Miré al frente, con la mirada fija en los rostros sonrientes de la gente que salía por la puerta. Como no dejaba de llamarme, decidí contestar la maldita llamada.
—¿Qué quieres? —espeté con frialdad.
—Hola, mejor amiga. Ha pasado mucho tiempo, ¿no crees?
Me burlé. Esa idiota hablaba como si siguiéramos siendo amigas. ¿Acaso había sido alguna vez mi amiga? Siempre decía que odiaba a Sydney por mi bien, pero mientras tanto no hacía más que comerse con los ojos al hombre que yo quería.

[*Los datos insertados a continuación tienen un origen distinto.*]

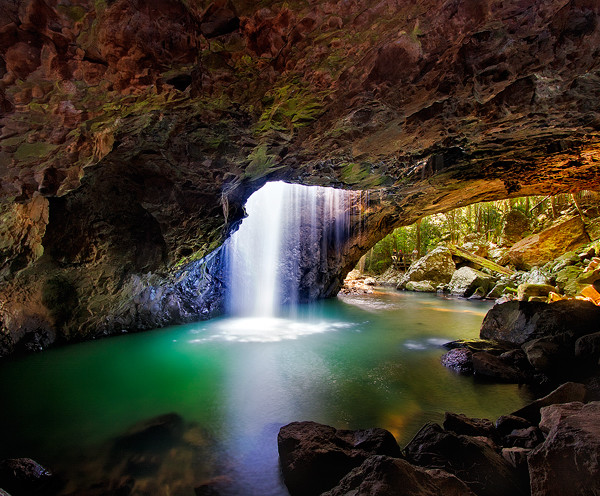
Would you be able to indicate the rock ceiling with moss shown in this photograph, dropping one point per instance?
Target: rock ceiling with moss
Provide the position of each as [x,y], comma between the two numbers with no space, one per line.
[132,131]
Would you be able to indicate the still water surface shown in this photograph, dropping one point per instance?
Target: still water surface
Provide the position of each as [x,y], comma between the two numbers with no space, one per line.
[356,362]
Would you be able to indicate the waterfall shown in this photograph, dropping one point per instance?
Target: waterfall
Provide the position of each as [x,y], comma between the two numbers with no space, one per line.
[282,252]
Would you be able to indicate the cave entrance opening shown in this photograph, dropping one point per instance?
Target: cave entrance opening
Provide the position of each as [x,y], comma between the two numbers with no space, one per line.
[285,252]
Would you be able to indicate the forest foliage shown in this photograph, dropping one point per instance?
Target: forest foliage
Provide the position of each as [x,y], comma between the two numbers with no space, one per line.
[481,221]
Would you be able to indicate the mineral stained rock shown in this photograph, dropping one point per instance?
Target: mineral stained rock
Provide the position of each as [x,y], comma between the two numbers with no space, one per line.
[132,133]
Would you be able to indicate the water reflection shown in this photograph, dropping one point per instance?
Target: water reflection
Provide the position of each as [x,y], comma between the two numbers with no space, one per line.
[236,381]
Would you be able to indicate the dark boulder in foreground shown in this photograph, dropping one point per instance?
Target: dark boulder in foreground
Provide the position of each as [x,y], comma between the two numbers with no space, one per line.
[499,369]
[25,476]
[315,457]
[461,424]
[568,461]
[517,322]
[565,393]
[385,476]
[472,459]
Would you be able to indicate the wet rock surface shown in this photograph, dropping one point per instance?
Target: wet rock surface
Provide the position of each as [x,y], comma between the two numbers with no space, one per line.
[471,459]
[552,452]
[435,268]
[519,322]
[384,476]
[466,281]
[314,457]
[132,132]
[568,461]
[24,476]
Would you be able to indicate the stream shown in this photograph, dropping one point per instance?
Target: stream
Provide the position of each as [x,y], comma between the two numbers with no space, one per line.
[351,362]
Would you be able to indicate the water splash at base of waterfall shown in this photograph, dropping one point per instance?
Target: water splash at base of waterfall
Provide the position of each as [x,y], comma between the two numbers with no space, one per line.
[284,247]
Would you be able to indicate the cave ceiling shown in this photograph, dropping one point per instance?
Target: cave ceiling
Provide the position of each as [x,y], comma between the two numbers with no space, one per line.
[132,131]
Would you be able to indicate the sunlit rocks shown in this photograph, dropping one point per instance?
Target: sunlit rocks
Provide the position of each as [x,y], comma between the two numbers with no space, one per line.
[519,321]
[436,268]
[540,248]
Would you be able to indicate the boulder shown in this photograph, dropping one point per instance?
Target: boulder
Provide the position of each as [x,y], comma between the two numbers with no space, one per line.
[528,438]
[520,321]
[551,416]
[498,290]
[315,457]
[546,355]
[25,476]
[475,345]
[471,459]
[391,277]
[461,424]
[588,347]
[458,359]
[465,281]
[568,462]
[547,245]
[385,476]
[565,393]
[508,423]
[528,290]
[420,286]
[536,275]
[517,457]
[437,267]
[492,367]
[478,294]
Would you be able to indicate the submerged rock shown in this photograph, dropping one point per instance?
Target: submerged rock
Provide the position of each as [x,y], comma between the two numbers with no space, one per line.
[490,366]
[314,457]
[549,355]
[385,476]
[461,424]
[420,286]
[529,290]
[568,461]
[565,393]
[458,359]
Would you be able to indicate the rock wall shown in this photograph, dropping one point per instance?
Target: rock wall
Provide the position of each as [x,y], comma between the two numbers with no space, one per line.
[133,132]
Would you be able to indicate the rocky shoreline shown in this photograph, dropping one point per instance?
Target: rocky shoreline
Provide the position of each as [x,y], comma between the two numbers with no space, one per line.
[549,447]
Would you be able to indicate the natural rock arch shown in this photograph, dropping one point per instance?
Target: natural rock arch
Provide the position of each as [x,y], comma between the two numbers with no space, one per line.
[115,176]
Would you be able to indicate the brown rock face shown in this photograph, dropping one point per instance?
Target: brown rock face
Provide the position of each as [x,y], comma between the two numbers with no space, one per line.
[568,461]
[132,132]
[314,457]
[387,476]
[540,248]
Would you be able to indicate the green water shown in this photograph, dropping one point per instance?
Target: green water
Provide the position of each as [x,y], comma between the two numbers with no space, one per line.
[359,362]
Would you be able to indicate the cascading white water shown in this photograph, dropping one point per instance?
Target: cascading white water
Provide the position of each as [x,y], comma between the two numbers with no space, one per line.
[282,249]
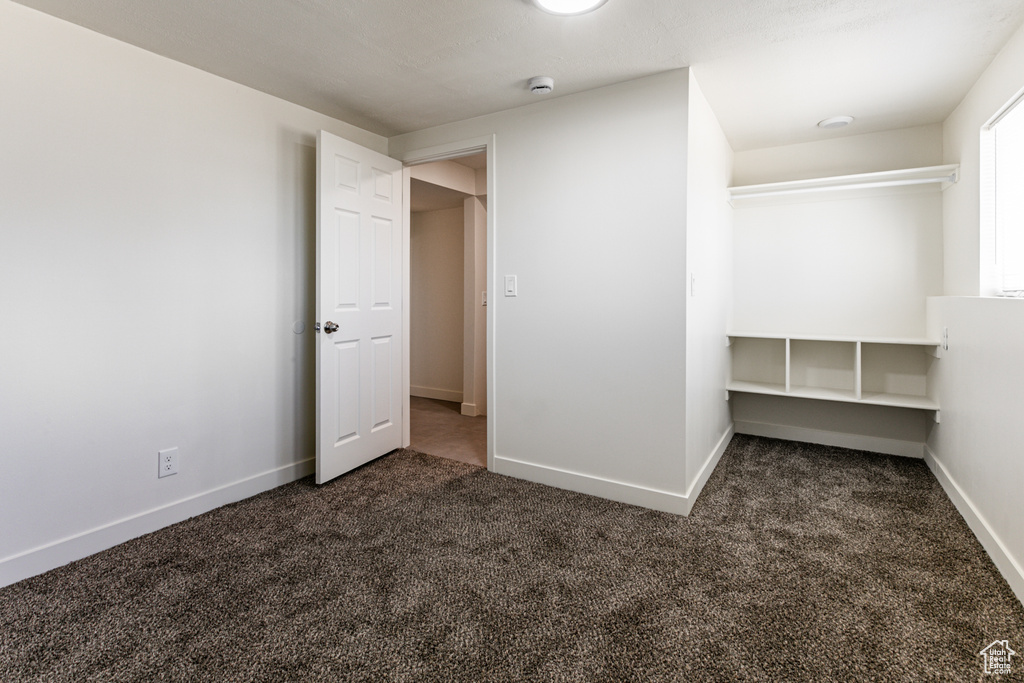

«¿Qué quieres, Sandra?», espeté, apretando con fuerza el objeto que llevaba en el bolsillo de mi holgado mono vaquero. Con lo alterada que estaba solo de oír su voz, si estuviera delante de mí, no dudaría en usarla contra ella sin remordimientos.
Ella gruñó como solía hacer cada vez que yo empezaba a llorar por lo herida que estaba. «Sigues estando muy tensa, ¿eh? ¿A qué viene tanta rigidez al hablar con una amiga?»
«¡Amiga, y un cuerno!» Mis ojos volvieron a posarse en la verja. Tenía que acabar con esta estúpida llamada antes de que él saliera. «Y si no tienes nada concreto que decir, ¿puedes colgar?»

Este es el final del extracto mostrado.